The Fifth Circuit Court of Appeal then relied on Guerrero-Lasprilla v. Barr, 140 S. Ct. 1062, at 1072 (2020), to conclude that “the statutory term ‘questions of law’ includes the application of a legal standard to established facts” and so “mixed questions” of fact and law are not jurisdictionally barred.

Then, on May 16, 2022, the United States Supreme Court concluded that in matters relating to immigration law, section 242(a)(2)(B) of the Act, as modified by section 242(a)(2)(D) of the Act, deprives appellate courts of jurisdiction to review findings of fact by administrative decision makers in the adjudication of relief applications pursuant to sections 212(h) (waiver of inadmissibility arising from criminal behavior or convictions), 212(i) (waiver of inadmissibility based on fraud), 240A (cancellation of removal), 240B (voluntary departure), and 245 of the Act (adjustment of status), as well as any other discretionary decision or action by the United States Attorney General or the DHS that is not a ground for a constitutional claim or a question of law raised in a petition for review.

In short, mixed questions of law and fact will no longer serve as a means of invoking appellate jurisdiction over discretionary immigration law decisions by Immigration Judges and the BIA.

The Fifth Circuit Court of Appeal clarified its lack of jurisdiction in Ayala Chapa v. Garland (February 20, 2023)   No. 21-60039 by specifically extending the Patel analysis to claims arising from denial of cancellation of removal relating to permanent residents under section 240A(a) of the Act.

Another lesson that Ayala Chapa v. Garland teaches is that, although the path to appellate review of discretionary immigration law decisions is extremely narrow, a litigant might achieve the holy grail of appellate review by framing a factually supported argument that error exists in “the application of a legal standard to undisputed or established facts.”  See Guerrero-Lasprilla v. Barr, at 1069. 

However, since the jurisdictional saving clause under section 242(a)(2)(D) of the Act does not bestow appellate jurisdiction over BIA decisions that are unconstrained by any legal standard, the quest for jurisdiction might be founded on the misapplication of a specific statute or regulation.

According to Ayala Chapa v.
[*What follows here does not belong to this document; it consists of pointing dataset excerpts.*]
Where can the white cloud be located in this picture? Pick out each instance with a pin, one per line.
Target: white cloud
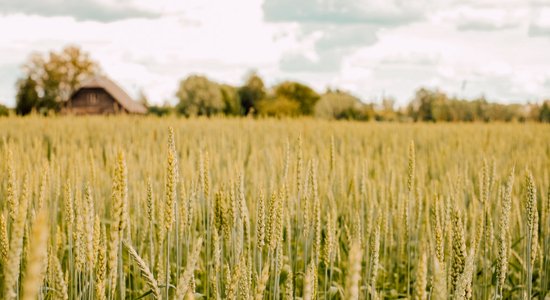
(467, 47)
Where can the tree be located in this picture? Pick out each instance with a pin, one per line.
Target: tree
(251, 93)
(339, 105)
(199, 96)
(49, 80)
(279, 107)
(299, 93)
(231, 100)
(427, 103)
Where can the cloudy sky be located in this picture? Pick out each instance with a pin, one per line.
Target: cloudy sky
(372, 48)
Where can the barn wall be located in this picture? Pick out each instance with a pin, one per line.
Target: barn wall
(93, 101)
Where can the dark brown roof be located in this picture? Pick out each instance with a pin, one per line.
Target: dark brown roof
(118, 93)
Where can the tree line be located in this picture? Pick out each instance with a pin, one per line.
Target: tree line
(50, 79)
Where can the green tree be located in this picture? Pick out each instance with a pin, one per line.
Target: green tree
(251, 93)
(340, 105)
(231, 100)
(279, 107)
(49, 80)
(428, 106)
(199, 96)
(4, 111)
(299, 93)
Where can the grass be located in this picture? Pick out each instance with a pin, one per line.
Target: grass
(167, 208)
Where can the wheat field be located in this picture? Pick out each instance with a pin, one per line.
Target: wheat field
(167, 208)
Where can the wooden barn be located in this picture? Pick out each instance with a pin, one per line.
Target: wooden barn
(101, 96)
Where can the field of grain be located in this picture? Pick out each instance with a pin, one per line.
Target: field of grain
(166, 208)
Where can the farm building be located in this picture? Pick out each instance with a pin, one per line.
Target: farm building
(100, 95)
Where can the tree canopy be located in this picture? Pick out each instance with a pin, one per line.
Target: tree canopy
(199, 96)
(49, 80)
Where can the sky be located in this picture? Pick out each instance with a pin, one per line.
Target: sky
(499, 49)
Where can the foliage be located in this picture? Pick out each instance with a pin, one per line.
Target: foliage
(303, 95)
(199, 96)
(49, 80)
(251, 93)
(279, 107)
(341, 105)
(231, 100)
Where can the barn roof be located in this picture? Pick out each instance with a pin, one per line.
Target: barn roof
(116, 91)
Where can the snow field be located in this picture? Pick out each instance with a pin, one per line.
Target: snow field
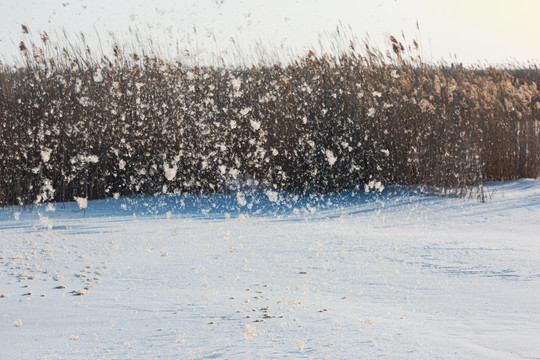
(391, 275)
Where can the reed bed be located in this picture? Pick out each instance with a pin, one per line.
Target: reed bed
(75, 124)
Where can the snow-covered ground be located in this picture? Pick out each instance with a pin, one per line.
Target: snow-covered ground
(357, 276)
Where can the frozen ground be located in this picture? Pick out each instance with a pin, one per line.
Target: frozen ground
(391, 275)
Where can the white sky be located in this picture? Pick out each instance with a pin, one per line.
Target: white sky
(474, 31)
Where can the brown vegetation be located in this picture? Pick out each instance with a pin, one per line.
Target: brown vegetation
(74, 125)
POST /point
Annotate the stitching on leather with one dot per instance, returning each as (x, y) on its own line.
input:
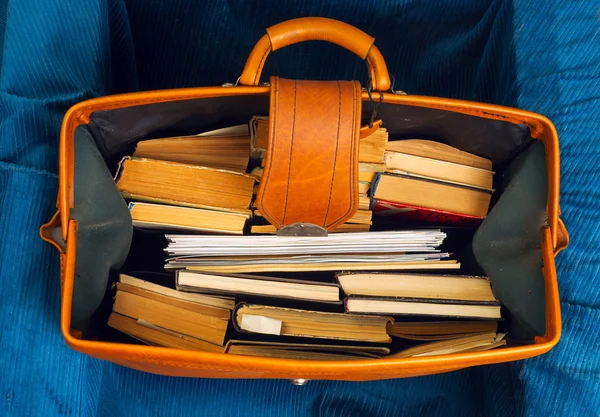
(337, 142)
(353, 184)
(371, 69)
(369, 49)
(287, 187)
(272, 142)
(262, 63)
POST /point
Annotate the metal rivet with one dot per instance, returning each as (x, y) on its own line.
(299, 381)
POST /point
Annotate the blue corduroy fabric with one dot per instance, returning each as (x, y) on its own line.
(543, 56)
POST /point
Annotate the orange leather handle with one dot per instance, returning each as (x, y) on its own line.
(317, 29)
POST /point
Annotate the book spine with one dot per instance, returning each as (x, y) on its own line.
(423, 214)
(121, 168)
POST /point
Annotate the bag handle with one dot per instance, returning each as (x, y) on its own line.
(317, 29)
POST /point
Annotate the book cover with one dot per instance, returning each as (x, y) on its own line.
(415, 214)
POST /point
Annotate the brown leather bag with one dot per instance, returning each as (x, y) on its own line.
(314, 135)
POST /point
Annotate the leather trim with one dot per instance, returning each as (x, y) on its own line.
(311, 165)
(317, 29)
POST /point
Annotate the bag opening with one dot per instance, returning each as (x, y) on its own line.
(505, 247)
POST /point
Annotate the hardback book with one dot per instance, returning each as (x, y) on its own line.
(263, 286)
(371, 148)
(471, 343)
(219, 302)
(268, 229)
(451, 172)
(184, 185)
(315, 264)
(186, 219)
(360, 217)
(307, 351)
(422, 215)
(156, 336)
(199, 321)
(231, 152)
(422, 286)
(364, 202)
(439, 151)
(431, 194)
(422, 307)
(281, 321)
(440, 330)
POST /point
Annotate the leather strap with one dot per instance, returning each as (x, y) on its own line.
(317, 29)
(311, 165)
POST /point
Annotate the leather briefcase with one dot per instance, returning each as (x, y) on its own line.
(515, 245)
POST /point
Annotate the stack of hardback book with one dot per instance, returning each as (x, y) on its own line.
(433, 182)
(191, 183)
(351, 295)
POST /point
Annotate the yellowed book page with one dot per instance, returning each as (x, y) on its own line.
(209, 300)
(208, 328)
(184, 184)
(155, 337)
(442, 170)
(433, 195)
(436, 150)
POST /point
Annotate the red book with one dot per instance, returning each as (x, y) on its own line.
(415, 214)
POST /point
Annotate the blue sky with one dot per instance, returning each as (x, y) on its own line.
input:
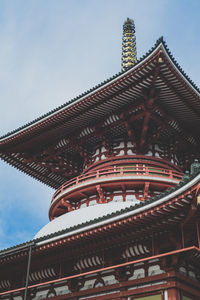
(51, 51)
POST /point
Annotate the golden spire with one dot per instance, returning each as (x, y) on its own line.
(129, 54)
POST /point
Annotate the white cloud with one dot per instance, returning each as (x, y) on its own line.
(53, 51)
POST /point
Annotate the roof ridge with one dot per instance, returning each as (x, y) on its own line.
(84, 93)
(113, 214)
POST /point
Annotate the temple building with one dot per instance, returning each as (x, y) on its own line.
(123, 159)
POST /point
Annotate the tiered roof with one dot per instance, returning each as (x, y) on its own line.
(179, 98)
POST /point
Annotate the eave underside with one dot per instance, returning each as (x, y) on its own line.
(176, 99)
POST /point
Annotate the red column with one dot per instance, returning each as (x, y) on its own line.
(173, 294)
Garland, even a published BIA decision seems to be an unlikely source for a legal standard, especially if the standard found in the decision can be described as a totality of circumstances approach or some other recommended discretionary analysis.

Finally, a concession or agreement with the DHS regarding the facts to which a legal standard must be applied during immigration court proceedings will help lay the foundation for appellate review.

Although rarely employed due to impacted immigration court dockets, governing regulations provide for pre-hearing conference.

An Immigration Judge is authorized to schedule a pre-hearing conference to narrow issues, voluntarily exchange information, and otherwise simplify and organize proceedings.  See 8 C.F.R. § 1003.21(a). 

An Immigration Judge may also require the production of witness lists and stipulations.  See 8 C.F.R. § 1003.21(b).